This is an automated email from the ASF dual-hosted git repository.
jackie pushed a commit to branch master
in repository https://gitbox.apache.org/repos/asf/pinot.git
The following commit(s) were added to refs/heads/master by this push:
new 99762cb [7338] Allow Reloading Segments with Multiple Threads (#7893)
99762cb is described below
commit 99762cbb89e6bc3c2609667771a04b4c70e0056d
Author: Prashant Pandey <[email protected]>
AuthorDate: Sat Dec 25 06:30:50 2021 +0530
[7338] Allow Reloading Segments with Multiple Threads (#7893)
---
.../core/data/manager/InstanceDataManager.java | 7 ++-
.../pinot/core/util/SegmentRefreshSemaphore.java | 60 ++++++++++++++++++++++
.../starter/helix/HelixInstanceDataManager.java | 40 ++++++++++-----
.../helix/SegmentMessageHandlerFactory.java | 52 ++++++-------------
4 files changed, 107 insertions(+), 52 deletions(-)
diff --git
a/pinot-core/src/main/java/org/apache/pinot/core/data/manager/InstanceDataManager.java
b/pinot-core/src/main/java/org/apache/pinot/core/data/manager/InstanceDataManager.java
index 94546c0..14d98b3 100644
---
a/pinot-core/src/main/java/org/apache/pinot/core/data/manager/InstanceDataManager.java
+++
b/pinot-core/src/main/java/org/apache/pinot/core/data/manager/InstanceDataManager.java
@@ -29,6 +29,7 @@ import org.apache.helix.ZNRecord;
import org.apache.helix.store.zk.ZkHelixPropertyStore;
import org.apache.pinot.common.metrics.ServerMetrics;
import org.apache.pinot.core.data.manager.realtime.SegmentUploader;
+import org.apache.pinot.core.util.SegmentRefreshSemaphore;
import org.apache.pinot.segment.local.data.manager.TableDataManager;
import org.apache.pinot.segment.spi.SegmentMetadata;
import org.apache.pinot.spi.env.PinotConfiguration;
@@ -93,9 +94,11 @@ public interface InstanceDataManager {
throws Exception;
/**
- * Reloads all segments in a table.
+ * Reloads all segments of a table.
+ * @param segmentRefreshSemaphore semaphore to control concurrent segment
reloads/refresh
*/
- void reloadAllSegments(String tableNameWithType, boolean forceDownload)

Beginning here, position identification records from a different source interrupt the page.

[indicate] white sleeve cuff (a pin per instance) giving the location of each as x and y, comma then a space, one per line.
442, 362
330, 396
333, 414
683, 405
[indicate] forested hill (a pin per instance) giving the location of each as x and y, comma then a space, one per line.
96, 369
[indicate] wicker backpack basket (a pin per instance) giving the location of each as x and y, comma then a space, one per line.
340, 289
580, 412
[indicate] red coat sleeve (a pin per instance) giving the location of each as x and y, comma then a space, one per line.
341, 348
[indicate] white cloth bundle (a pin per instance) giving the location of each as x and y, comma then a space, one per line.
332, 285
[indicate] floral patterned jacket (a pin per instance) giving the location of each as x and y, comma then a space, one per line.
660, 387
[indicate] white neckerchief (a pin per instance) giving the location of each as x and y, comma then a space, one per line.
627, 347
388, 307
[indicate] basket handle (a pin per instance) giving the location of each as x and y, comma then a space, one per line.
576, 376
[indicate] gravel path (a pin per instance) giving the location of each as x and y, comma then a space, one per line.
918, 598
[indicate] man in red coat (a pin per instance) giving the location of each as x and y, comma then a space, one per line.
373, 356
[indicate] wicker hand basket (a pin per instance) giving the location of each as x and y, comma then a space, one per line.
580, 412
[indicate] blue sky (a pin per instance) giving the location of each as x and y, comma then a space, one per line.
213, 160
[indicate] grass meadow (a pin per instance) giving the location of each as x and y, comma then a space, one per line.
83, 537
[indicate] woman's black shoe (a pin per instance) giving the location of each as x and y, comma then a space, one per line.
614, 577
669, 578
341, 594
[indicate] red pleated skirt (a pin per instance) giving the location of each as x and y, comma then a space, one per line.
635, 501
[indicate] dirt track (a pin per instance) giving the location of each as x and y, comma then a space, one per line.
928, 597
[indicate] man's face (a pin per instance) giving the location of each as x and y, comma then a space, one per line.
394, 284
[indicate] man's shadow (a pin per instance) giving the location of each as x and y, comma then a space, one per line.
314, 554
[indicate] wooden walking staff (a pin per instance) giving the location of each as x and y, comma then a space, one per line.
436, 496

+ void reloadAllSegments(String tableNameWithType, boolean forceDownload,
+ SegmentRefreshSemaphore segmentRefreshSemaphore)
throws Exception;
/**
diff --git
a/pinot-core/src/main/java/org/apache/pinot/core/util/SegmentRefreshSemaphore.java
b/pinot-core/src/main/java/org/apache/pinot/core/util/SegmentRefreshSemaphore.java
new file mode 100644
index 0000000..c2ed11c
--- /dev/null
+++
b/pinot-core/src/main/java/org/apache/pinot/core/util/SegmentRefreshSemaphore.java
@@ -0,0 +1,60 @@
+/**
+ * Licensed to the Apache Software Foundation (ASF) under one
+ * or more contributor license agreements. See the NOTICE file
+ * distributed with this work for additional information
+ * regarding copyright ownership. The ASF licenses this file
+ * to you under the Apache License, Version 2.0 (the
+ * "License"); you may not use this file except in compliance
+ * with the License. You may obtain a copy of the License at
+ *
+ * http://www.apache.org/licenses/LICENSE-2.0
+ *
+ * Unless required by applicable law or agreed to in writing,
+ * software distributed under the License is distributed on an
+ * "AS IS" BASIS, WITHOUT WARRANTIES OR CONDITIONS OF ANY
+ * KIND, either express or implied. See the License for the
+ * specific language governing permissions and limitations
+ * under the License.
+ */
+
+package org.apache.pinot.core.util;
+
+import java.util.concurrent.Semaphore;
+import org.slf4j.Logger;
+
+
+/**
+ * Wrapper class for semaphore used to control concurrent segment
reload/refresh
+ */
+public class SegmentRefreshSemaphore {
+
+ private final Semaphore _semaphore;
+
+ public SegmentRefreshSemaphore(int permits, boolean fair) {
+ if (permits > 0) {
+ _semaphore = new Semaphore(permits, fair);
+ } else {
+ _semaphore = null;
+ }
+ }
+
+ public void acquireSema(String segmentName, Logger logger)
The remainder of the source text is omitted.